2,48 milliards de dollars en transferts de Bitcoin remettent en cause les affirmations de portefeuille « perdu » dans le procès Satoshi
- Un relevé de transfert Bitcoin cité est devenu le point de pression factuel central dans ce litige lié à Satoshi.
- Le dossier probatoire limité du mémoire se compose d'une note de Galaxy Research, d'une plainte modifiée et de relevés on-chain associés.
- Ces relevés on-chain cités soulèvent des doutes quant au récit global du « portefeuille perdu », mais ils ne permettent pas à eux seuls de déterminer qui contrôlait les pièces ni comment l'affaire se terminera.
La version la plus défendable de cette histoire est limitée. Plutôt que de raconter à nouveau la mythologie générale de Satoshi, les documents cités dans ce rapport renvoient les lecteurs à la note de Galaxy Research sur galaxy.com/insights/research/satoshi-bitcoin-salomon-brothers-patoshi-abandoned-property-new-york-noah-doe-lawsuit, aux dossiers judiciaires et aux relevés blockchain, là où se situe désormais la question de crédibilité.
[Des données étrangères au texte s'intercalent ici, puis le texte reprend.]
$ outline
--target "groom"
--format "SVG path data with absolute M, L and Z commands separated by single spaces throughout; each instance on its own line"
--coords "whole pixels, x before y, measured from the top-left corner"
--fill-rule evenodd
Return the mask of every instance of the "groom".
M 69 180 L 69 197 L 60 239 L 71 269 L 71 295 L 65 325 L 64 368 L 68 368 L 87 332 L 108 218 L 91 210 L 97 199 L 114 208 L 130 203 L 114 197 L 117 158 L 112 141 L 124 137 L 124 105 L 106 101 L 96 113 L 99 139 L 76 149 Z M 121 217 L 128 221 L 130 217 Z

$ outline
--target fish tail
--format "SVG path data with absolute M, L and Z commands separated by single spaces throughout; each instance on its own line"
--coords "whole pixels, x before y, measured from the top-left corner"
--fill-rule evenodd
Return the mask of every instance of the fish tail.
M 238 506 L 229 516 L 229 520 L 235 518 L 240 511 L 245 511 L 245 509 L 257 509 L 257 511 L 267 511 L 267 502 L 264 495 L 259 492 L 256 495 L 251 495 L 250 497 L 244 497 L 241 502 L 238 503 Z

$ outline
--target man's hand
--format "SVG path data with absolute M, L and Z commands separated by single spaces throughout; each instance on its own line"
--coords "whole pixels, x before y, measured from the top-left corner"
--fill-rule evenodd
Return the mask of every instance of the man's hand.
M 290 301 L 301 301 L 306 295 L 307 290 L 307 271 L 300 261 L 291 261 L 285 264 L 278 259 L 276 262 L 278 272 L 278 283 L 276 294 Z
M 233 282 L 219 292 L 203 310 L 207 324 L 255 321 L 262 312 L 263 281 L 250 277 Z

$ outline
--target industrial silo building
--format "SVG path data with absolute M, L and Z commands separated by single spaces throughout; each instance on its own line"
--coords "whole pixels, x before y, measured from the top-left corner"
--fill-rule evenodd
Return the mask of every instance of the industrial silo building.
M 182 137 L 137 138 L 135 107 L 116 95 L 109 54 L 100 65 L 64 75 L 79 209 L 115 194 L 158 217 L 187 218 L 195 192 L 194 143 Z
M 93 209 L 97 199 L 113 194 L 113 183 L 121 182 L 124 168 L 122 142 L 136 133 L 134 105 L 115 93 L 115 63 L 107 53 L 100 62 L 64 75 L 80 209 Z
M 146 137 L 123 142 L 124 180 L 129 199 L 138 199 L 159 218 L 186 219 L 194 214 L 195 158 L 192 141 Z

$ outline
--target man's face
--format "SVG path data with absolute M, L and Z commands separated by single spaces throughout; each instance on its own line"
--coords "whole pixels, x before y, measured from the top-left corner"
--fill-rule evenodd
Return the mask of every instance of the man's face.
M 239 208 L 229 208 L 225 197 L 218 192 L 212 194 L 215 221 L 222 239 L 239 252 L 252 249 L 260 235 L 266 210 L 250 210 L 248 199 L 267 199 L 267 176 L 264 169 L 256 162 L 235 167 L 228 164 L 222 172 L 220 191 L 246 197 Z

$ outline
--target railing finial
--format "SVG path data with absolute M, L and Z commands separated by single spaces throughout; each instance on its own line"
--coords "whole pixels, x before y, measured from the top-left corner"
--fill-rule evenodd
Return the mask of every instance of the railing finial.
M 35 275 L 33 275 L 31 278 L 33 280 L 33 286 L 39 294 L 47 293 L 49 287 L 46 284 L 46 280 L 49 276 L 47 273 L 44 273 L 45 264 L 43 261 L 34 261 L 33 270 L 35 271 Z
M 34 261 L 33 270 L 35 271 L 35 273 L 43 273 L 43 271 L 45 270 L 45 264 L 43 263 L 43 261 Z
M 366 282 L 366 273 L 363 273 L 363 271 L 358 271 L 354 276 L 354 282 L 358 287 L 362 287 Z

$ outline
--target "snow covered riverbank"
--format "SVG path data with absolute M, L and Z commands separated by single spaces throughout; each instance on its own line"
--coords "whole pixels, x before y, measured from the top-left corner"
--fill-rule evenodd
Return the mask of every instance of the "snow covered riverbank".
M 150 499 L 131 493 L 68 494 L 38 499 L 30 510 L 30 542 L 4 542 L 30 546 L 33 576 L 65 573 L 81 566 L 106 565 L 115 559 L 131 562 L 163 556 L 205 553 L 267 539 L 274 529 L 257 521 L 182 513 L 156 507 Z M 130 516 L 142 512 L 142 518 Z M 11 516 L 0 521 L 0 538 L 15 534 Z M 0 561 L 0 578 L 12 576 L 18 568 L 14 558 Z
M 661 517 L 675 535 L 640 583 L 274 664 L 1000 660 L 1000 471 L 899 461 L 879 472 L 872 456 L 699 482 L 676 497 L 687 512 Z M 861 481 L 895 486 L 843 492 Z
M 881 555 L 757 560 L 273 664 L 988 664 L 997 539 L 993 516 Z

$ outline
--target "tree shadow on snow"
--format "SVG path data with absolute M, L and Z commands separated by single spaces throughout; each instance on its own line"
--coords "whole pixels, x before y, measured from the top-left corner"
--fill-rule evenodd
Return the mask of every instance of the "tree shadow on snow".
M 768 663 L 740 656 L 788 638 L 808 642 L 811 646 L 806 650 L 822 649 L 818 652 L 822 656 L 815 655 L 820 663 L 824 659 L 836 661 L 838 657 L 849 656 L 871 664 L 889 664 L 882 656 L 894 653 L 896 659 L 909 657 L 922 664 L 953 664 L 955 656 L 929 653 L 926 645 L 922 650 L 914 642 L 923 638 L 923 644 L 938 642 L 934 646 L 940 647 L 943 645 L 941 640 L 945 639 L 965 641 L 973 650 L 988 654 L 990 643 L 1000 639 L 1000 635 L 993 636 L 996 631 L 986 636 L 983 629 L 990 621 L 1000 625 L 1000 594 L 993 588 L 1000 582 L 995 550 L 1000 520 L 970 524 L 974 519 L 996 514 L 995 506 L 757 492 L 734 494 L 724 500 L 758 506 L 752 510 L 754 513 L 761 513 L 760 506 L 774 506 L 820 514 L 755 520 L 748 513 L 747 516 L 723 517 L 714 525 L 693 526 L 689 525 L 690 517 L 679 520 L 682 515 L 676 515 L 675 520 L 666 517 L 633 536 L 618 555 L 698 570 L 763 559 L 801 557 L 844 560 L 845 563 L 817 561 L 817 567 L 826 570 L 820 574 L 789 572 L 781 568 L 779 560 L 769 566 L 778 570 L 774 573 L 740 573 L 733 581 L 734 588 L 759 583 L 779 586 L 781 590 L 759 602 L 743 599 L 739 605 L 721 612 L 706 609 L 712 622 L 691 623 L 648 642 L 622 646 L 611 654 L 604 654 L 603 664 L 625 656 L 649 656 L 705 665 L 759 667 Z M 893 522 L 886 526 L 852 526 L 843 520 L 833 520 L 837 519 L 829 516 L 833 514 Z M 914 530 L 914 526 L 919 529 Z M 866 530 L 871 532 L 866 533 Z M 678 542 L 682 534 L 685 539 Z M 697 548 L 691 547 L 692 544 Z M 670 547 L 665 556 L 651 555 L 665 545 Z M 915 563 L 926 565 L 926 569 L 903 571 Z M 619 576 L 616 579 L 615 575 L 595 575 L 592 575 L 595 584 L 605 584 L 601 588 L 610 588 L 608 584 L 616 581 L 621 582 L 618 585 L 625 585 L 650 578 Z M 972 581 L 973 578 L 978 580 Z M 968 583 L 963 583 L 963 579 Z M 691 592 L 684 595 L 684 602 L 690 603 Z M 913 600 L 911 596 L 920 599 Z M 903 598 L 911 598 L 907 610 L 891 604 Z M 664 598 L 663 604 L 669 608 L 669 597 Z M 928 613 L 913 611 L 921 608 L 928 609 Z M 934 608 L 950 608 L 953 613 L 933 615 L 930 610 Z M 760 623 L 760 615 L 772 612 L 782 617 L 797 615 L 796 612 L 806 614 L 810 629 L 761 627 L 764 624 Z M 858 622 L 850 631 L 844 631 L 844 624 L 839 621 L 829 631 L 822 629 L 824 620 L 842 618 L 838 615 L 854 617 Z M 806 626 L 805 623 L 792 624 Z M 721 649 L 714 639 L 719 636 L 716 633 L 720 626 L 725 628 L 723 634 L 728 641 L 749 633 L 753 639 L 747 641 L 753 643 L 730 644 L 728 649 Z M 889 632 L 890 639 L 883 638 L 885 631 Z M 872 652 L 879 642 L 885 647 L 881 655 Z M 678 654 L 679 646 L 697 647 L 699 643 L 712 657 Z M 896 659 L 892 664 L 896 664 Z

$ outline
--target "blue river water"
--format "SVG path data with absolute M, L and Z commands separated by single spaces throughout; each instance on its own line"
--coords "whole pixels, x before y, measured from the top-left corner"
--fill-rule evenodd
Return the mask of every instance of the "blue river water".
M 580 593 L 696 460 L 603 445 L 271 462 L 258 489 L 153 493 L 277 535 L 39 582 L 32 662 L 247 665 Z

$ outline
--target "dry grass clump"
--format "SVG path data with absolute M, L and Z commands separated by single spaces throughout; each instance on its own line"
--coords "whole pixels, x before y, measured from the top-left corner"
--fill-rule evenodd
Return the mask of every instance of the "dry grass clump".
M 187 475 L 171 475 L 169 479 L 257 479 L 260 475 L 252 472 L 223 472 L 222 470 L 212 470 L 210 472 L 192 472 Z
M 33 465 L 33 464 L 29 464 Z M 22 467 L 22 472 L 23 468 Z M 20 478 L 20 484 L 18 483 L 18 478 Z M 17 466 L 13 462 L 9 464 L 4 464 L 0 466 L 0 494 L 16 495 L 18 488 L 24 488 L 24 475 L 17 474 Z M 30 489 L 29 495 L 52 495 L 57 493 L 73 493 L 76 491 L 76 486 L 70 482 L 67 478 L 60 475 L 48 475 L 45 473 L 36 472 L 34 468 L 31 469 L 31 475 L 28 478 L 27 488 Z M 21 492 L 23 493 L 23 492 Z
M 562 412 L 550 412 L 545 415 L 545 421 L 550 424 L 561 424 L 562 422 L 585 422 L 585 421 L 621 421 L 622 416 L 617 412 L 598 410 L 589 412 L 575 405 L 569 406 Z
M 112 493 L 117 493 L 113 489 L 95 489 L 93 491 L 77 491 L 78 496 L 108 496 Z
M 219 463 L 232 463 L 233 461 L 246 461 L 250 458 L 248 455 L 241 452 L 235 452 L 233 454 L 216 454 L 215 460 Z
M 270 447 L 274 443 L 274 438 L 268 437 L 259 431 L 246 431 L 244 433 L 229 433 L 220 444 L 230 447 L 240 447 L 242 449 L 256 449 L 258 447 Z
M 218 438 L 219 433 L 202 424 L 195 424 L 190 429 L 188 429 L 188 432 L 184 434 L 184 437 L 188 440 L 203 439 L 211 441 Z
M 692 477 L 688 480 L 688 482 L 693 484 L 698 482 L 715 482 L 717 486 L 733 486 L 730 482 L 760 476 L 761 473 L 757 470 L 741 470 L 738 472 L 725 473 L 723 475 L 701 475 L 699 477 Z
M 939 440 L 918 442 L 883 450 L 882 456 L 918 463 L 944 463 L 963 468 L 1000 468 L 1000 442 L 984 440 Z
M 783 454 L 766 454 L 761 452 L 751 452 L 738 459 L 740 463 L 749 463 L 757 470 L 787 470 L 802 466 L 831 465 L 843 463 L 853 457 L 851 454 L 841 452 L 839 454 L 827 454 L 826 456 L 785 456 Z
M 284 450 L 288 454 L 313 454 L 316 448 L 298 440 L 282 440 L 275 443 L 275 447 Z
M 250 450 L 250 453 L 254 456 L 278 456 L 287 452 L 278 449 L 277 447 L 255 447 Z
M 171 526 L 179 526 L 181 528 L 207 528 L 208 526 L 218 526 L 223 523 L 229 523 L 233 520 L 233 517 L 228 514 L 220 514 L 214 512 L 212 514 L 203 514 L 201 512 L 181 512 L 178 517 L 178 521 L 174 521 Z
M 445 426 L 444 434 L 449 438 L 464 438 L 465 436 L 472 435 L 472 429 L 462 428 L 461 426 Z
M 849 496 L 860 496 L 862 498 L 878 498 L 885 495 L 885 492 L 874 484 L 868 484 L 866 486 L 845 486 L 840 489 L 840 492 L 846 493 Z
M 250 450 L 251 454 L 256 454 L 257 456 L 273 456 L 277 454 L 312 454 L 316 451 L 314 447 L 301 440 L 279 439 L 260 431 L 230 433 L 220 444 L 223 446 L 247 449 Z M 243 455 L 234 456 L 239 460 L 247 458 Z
Ce que la piste de transfert a mis en lumière
Le cœur probatoire ici est restreint mais concret : une note de Galaxy Research sur un procès lié à Satoshi, une convocation new-yorkaise et une plainte modifiée, un relevé de transaction Blockchair, et deux pages d'adresses sur Mempool.space et BTCScan. Parce que le dossier comprend des entrées d'explorateur plutôt que de simples actes de procédure, la piste de transfert est ce qui fait passer le récit du procès d'affirmations abstraites de propriété à une activité Bitcoin inspectable.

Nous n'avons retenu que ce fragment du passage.